Fifth of people ‘do not think their finances will recover this year’

Vicky Shaw, PA Personal Finance Correspondent
·2 min read

One in five people believe they will be unable to recover financially this year from the impact of Covid-19, a survey has found.

Some 20% of people think they will not be able to get their finances back on track in 2020.

Nearly two-fifths (39%) agree they feel “terrified” at the financial impact that another potential major lockdown would have, rising to 46% of people who have been furloughed.

The research also found that 17% of people have used up all of their emergency savings and more than a fifth (21%) are relying on credit to get by.

The survey was carried out between July 7 and 10 for Open Up 2020, an initiative run by Nesta Challenges, which aims to boost awareness of financial products made possible by “open banking” technology.
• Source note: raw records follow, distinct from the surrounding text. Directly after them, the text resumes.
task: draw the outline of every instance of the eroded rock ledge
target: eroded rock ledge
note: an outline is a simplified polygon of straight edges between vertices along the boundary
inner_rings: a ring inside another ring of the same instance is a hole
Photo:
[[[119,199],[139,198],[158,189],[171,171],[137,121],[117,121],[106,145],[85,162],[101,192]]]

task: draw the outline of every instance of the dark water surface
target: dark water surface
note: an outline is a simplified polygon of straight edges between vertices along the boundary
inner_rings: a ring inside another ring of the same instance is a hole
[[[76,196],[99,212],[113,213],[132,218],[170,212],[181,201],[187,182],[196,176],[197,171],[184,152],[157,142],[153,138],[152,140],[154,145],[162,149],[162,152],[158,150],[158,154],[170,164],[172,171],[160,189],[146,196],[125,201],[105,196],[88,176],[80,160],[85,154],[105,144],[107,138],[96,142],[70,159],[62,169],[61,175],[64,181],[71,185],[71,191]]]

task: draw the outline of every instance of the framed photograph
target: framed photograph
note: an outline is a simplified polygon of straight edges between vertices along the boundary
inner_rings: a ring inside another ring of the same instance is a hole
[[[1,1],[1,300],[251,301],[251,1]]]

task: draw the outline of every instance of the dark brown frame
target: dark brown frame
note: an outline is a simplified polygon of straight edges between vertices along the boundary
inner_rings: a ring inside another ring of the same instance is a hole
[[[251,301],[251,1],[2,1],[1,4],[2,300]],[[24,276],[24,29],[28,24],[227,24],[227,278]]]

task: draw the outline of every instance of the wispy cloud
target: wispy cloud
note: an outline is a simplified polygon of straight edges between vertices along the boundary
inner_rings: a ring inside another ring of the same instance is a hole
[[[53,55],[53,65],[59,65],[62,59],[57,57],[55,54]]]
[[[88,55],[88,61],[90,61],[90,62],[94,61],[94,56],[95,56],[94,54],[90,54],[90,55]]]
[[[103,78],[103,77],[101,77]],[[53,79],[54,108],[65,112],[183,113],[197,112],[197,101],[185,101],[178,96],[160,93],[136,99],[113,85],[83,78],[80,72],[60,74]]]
Open banking allows different providers to securely share information about a customer, helping them to access new apps and other ways to manage their money in a way that suits them.

More than a third (36%) of people said they feel more comfortable using money management apps since the lockdown started in March, the survey of 2,000 people across the UK found.
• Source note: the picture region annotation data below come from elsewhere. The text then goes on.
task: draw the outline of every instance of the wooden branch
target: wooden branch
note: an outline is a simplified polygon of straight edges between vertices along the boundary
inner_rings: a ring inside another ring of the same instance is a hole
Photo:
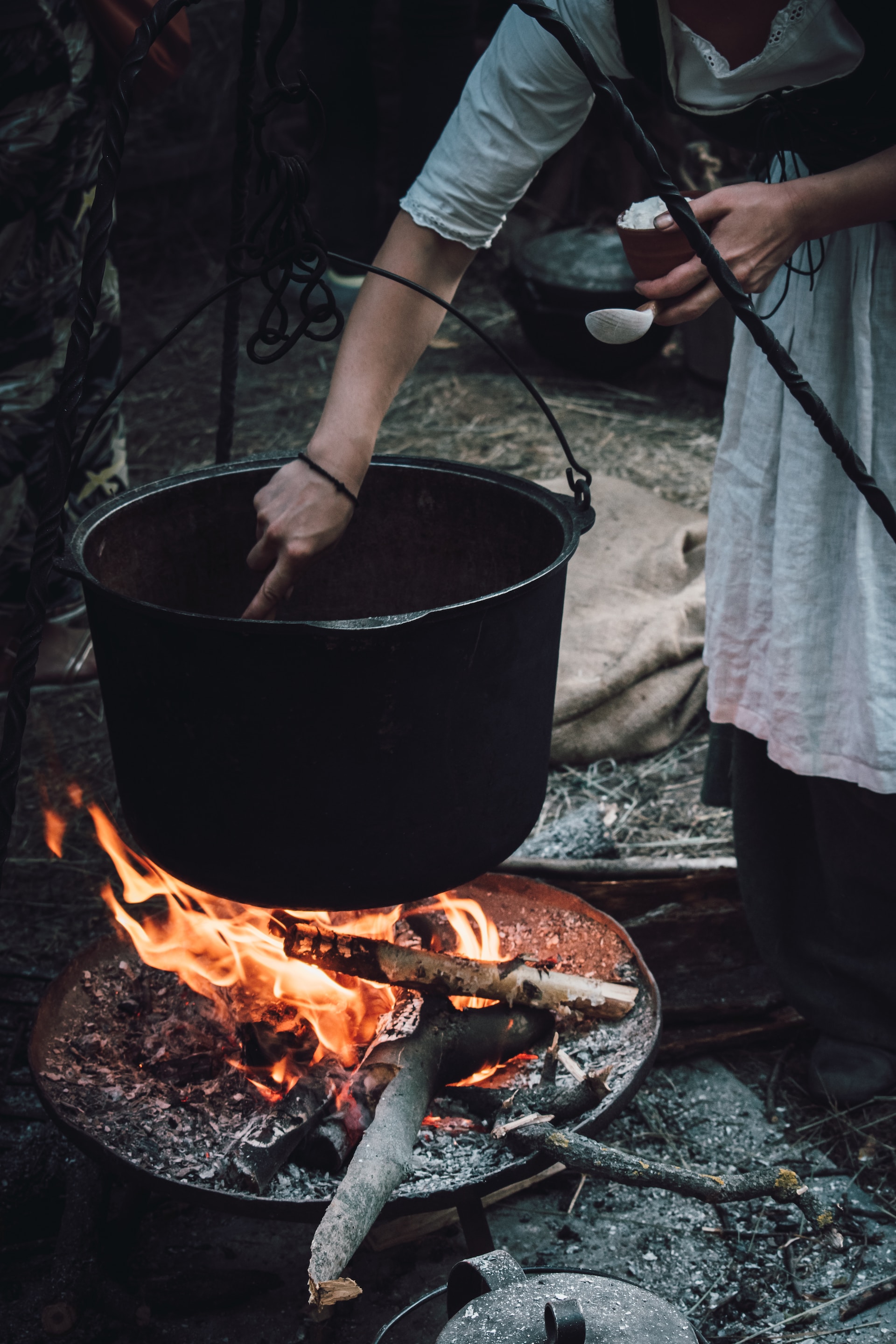
[[[666,1163],[645,1161],[618,1148],[606,1148],[592,1138],[555,1129],[549,1124],[527,1125],[514,1129],[504,1140],[514,1152],[540,1152],[562,1161],[571,1171],[603,1176],[604,1180],[638,1189],[672,1189],[677,1195],[690,1195],[708,1204],[771,1196],[778,1204],[795,1204],[809,1226],[826,1235],[832,1246],[842,1246],[836,1231],[832,1208],[822,1204],[787,1167],[758,1167],[746,1175],[711,1176],[704,1172],[669,1167]]]
[[[510,1118],[525,1106],[528,1110],[537,1110],[543,1114],[549,1111],[557,1121],[568,1121],[576,1120],[600,1105],[610,1093],[607,1077],[611,1068],[613,1064],[596,1068],[586,1074],[582,1082],[572,1087],[545,1087],[544,1085],[539,1087],[453,1087],[450,1095],[451,1101],[459,1102],[481,1120]]]
[[[386,945],[388,946],[388,945]],[[426,999],[411,1036],[383,1042],[367,1064],[398,1066],[376,1106],[336,1195],[312,1242],[308,1267],[310,1301],[326,1306],[357,1296],[343,1270],[376,1222],[387,1199],[414,1169],[414,1144],[431,1098],[445,1083],[463,1078],[484,1063],[520,1054],[548,1035],[553,1021],[536,1008],[472,1008]]]
[[[862,1312],[869,1312],[872,1306],[880,1306],[881,1302],[889,1302],[893,1297],[896,1297],[896,1278],[884,1279],[883,1284],[872,1284],[864,1293],[852,1297],[845,1306],[840,1308],[840,1318],[841,1321],[852,1321],[853,1316],[861,1316]]]
[[[283,934],[287,957],[334,974],[433,993],[497,999],[509,1005],[571,1008],[588,1017],[623,1017],[638,997],[635,985],[618,985],[587,976],[541,970],[525,961],[473,961],[419,948],[398,948],[377,938],[360,938],[318,929],[275,911],[270,927]]]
One in six (16%) people feel they are living “on the breadline”, a sentiment which was also higher among those on furlough, with more than a quarter (26%) feeling this way.

Higher earners were particularly likely to say they were feeling an impact.

More than a third (34%) of those earning more than £50,000 a year said they currently feel as if they are living on the breadline, potentially due to their existing financial commitments and there being limits on the amounts of lost income that furlough payments will cover.

With many people already feeling the pinch, one in five (20%) people are concerned their finances would not be able to endure another major spike in coronavirus cases, rising to 34% of 25-to-34-year-olds and 43% among those earning more than £50,000.

Some 17% of people believe they will have to delay their retirement plans due to the virus, rising to more than half (53%) of those earning more than £50,000.